There is a joke in the industry about the small investor. They have a tendency to buy high and sell low–exactly the opposite of what they should be doing.
Why would they do such a thing? In one word: Fear.
The small investor (yeah, that’s you and me) is often afraid that they are missing out on some big opportunity to make loads of money, so they buy stocks that are trending up. The problem with this is they do so right about the time the stock is hitting its ceiling.
Then, because they are afraid of losing money, they start to sell stocks as they are trending down–even though they may very well come back up and it could be a better decision to buy more at that point.
So what is the answer to this conundrum? I’m afraid it is easier said than done.
The key is to take emotions like fear out of the mix when you make decisions about investing. Instead, play like the big investors do and think only about your objective and whether or not it is realistic for the positions in your portfolio to reach your objective in the time frame you have set.
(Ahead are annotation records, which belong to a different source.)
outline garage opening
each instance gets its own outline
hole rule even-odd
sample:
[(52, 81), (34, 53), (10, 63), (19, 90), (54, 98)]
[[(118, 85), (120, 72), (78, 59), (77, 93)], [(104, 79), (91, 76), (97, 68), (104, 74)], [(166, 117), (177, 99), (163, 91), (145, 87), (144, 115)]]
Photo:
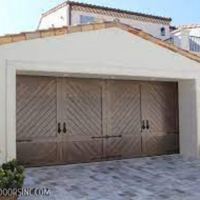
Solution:
[(17, 76), (16, 125), (29, 166), (178, 153), (178, 84)]

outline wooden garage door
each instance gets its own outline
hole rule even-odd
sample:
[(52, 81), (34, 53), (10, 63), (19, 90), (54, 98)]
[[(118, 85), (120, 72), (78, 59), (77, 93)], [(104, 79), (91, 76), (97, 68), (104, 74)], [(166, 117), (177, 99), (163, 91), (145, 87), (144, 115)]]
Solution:
[(17, 77), (17, 158), (22, 164), (54, 164), (59, 159), (57, 80)]
[(178, 152), (177, 84), (17, 77), (17, 158), (26, 165)]
[(146, 82), (141, 84), (142, 132), (145, 156), (178, 153), (177, 84)]
[(140, 83), (107, 81), (104, 152), (107, 159), (142, 156)]
[(65, 163), (100, 160), (102, 139), (102, 82), (62, 79), (62, 112), (67, 132), (62, 139)]

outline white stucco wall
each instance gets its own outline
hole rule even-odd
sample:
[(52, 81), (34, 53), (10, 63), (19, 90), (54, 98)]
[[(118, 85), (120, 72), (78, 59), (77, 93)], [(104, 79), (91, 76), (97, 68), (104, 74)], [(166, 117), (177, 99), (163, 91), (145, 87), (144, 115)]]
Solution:
[(168, 49), (110, 28), (0, 46), (0, 70), (0, 146), (7, 160), (16, 156), (16, 73), (178, 81), (181, 154), (199, 156), (200, 64)]
[(56, 12), (41, 18), (38, 29), (48, 29), (52, 27), (67, 26), (68, 23), (68, 6), (65, 6)]

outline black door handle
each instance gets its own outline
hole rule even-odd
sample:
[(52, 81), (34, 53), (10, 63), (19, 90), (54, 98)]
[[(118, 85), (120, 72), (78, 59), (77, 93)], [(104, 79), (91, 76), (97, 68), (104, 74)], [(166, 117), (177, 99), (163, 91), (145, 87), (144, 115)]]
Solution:
[(145, 121), (142, 120), (142, 126), (141, 126), (142, 130), (144, 130), (146, 127), (145, 127)]
[(146, 120), (146, 129), (149, 129), (150, 126), (149, 126), (149, 120)]
[(63, 133), (67, 133), (66, 123), (63, 123)]
[(58, 133), (61, 133), (61, 124), (60, 123), (58, 123)]

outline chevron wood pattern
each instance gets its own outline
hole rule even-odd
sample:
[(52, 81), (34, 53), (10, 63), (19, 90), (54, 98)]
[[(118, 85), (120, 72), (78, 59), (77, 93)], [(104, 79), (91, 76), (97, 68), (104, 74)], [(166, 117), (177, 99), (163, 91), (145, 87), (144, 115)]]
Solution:
[(140, 84), (131, 81), (109, 81), (106, 85), (106, 95), (107, 135), (111, 136), (104, 141), (106, 156), (140, 156)]
[(22, 164), (57, 160), (56, 78), (17, 77), (17, 157)]
[(143, 135), (145, 155), (177, 153), (178, 97), (177, 84), (149, 82), (142, 85), (142, 114), (150, 129)]
[(17, 158), (26, 165), (179, 150), (176, 83), (18, 76), (16, 112)]
[(63, 160), (88, 162), (102, 155), (102, 84), (94, 80), (64, 79), (63, 116), (68, 135), (63, 136)]

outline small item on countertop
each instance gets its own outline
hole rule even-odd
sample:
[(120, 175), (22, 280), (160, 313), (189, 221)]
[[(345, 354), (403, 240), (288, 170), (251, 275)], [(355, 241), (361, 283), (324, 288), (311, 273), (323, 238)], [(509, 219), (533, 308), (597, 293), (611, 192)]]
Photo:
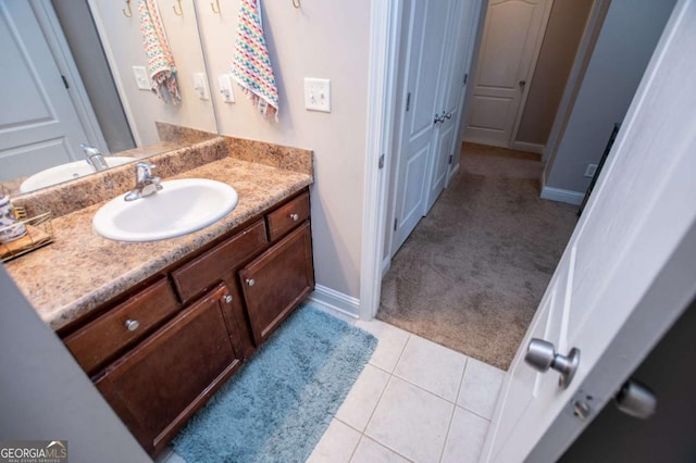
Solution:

I know it is hard to see your stocks rise and fall aggressively, but I have watched people sell out of secure, long-standing companies at a loss just because the stock fell. One month later, had they stayed in, they would have been showing a profit.
My own great example of this is AIG. If I had sold AIG when they did their reverse split and went as low as $8.22 a share, then I wouldn’t own any right now at $35.75 a share.
This line of reasoning doesn’t mean buy and hold everything forever, because there can be some indicators that a company is going to declare bankruptcy and you could lose everything–might as well sell at a loss but get some value–but it does mean to look objectively at your portfolio instead of emotionally.